En uno de ellos, muchachos vendan la cabeza y la pierna a un joven con el cuerpo lleno de cardenales con la forma alargada de las porras con las que, dice, policías le pegaron la noche anterior durante horas. Lo detuvieron cuando un edificio cercano a Tahrir salió en llamas y le golpearon hasta que se cansaron de ordenarle que admitiese que era uno de los responsables del incendio. Resulta obvio que no tiene nada más en este mundo que esta revolución. Detrás de él, un folio pegado a la pared de plástico de la tienda pide a las Naciones Unidas que investigue los crímenes cometidos contra los manifestantes pacíficos. Un grito que se repitió durante los primeros meses de la protesta y que ya todo el mundo ha olvidado. No esperan nada de la comunidad internacional. “Estamos completamente solos”, espeta desesperanzada una de las enfermeras. “Nos han dejado completamente solos”, repite.  

Horas más tarde, cuando acompañe a la Policía al otro lado de la barricada de bloques de hormigón desde la que se libra la batalla de piedras contra balas, los agentes me pedirán que les grabe mientras reciben una lluvia de pedruscos sin que actúen. Tras días asistiendo a la violenta represión empleada contra los manifestantes, comprobar el teatro que han decidido montar para la visita de esta periodista resultaría jocoso si no fuese por las sangrientas consecuencias de todo lo ocurrido. 

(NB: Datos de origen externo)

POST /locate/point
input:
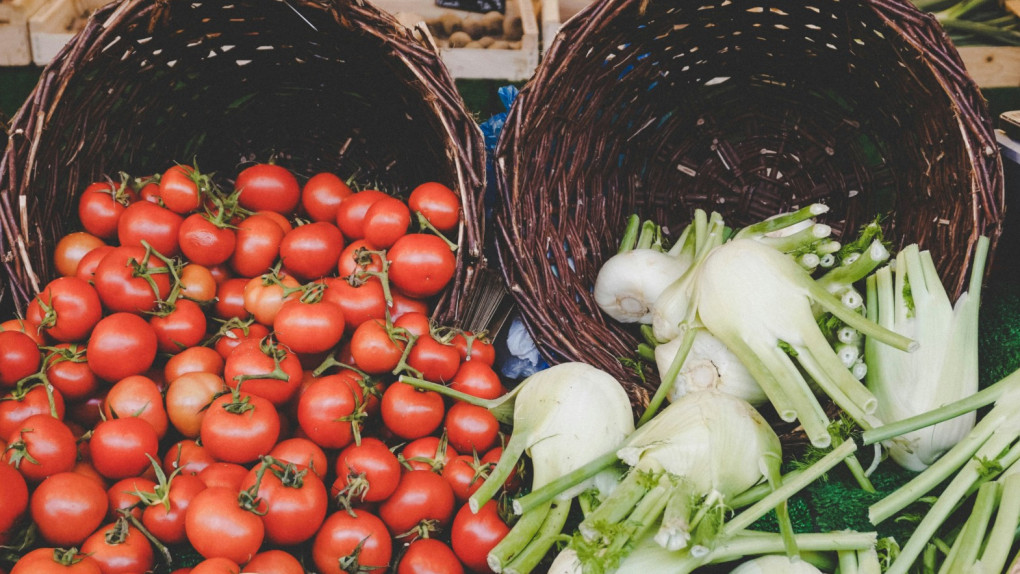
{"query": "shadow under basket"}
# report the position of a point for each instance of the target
(320, 86)
(745, 107)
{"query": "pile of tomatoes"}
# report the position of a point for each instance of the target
(215, 374)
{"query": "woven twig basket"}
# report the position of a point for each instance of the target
(746, 107)
(324, 86)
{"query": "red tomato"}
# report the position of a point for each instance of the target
(367, 472)
(375, 349)
(67, 507)
(42, 447)
(420, 499)
(205, 242)
(351, 213)
(187, 398)
(146, 221)
(428, 556)
(359, 300)
(439, 204)
(100, 207)
(473, 535)
(268, 187)
(471, 428)
(121, 448)
(330, 411)
(477, 378)
(68, 372)
(264, 369)
(138, 396)
(164, 519)
(217, 526)
(70, 249)
(120, 549)
(180, 327)
(358, 536)
(274, 562)
(240, 427)
(311, 251)
(193, 360)
(66, 309)
(180, 189)
(420, 264)
(293, 503)
(427, 453)
(465, 474)
(386, 221)
(309, 327)
(411, 413)
(257, 248)
(19, 357)
(55, 561)
(121, 289)
(321, 195)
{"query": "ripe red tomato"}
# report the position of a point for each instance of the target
(257, 247)
(411, 413)
(309, 327)
(367, 472)
(351, 213)
(138, 396)
(471, 428)
(421, 497)
(146, 221)
(70, 249)
(293, 503)
(121, 448)
(386, 220)
(120, 549)
(120, 285)
(265, 369)
(42, 447)
(311, 251)
(420, 264)
(67, 507)
(179, 189)
(473, 535)
(357, 535)
(428, 556)
(164, 519)
(100, 207)
(330, 410)
(205, 242)
(321, 195)
(268, 187)
(240, 427)
(217, 526)
(19, 357)
(56, 561)
(439, 204)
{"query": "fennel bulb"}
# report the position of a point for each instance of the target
(759, 302)
(709, 364)
(912, 301)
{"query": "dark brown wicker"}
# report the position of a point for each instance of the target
(324, 86)
(747, 107)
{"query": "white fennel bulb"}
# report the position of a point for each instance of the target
(709, 365)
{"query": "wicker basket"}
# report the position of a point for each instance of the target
(746, 107)
(323, 86)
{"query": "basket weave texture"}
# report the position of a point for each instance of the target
(323, 86)
(745, 107)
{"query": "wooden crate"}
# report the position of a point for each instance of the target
(55, 23)
(15, 45)
(476, 63)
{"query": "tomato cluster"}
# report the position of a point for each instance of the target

Dos días después, el fin de semana del 29 de febrero, tres jóvenes serán asesinados y decenas heridos. Pero hace semanas que el número de muertos no resulta suficiente para atraer la atención de los medios internacionales. Ni siquiera en España, una de las principales potencias responsables de la invasión de 2003. No solo el coronavirus está acabando con la revolución de Tahrir, también el virus más letal y extendido en la actualidad: el de la desmemoria y la impunidad.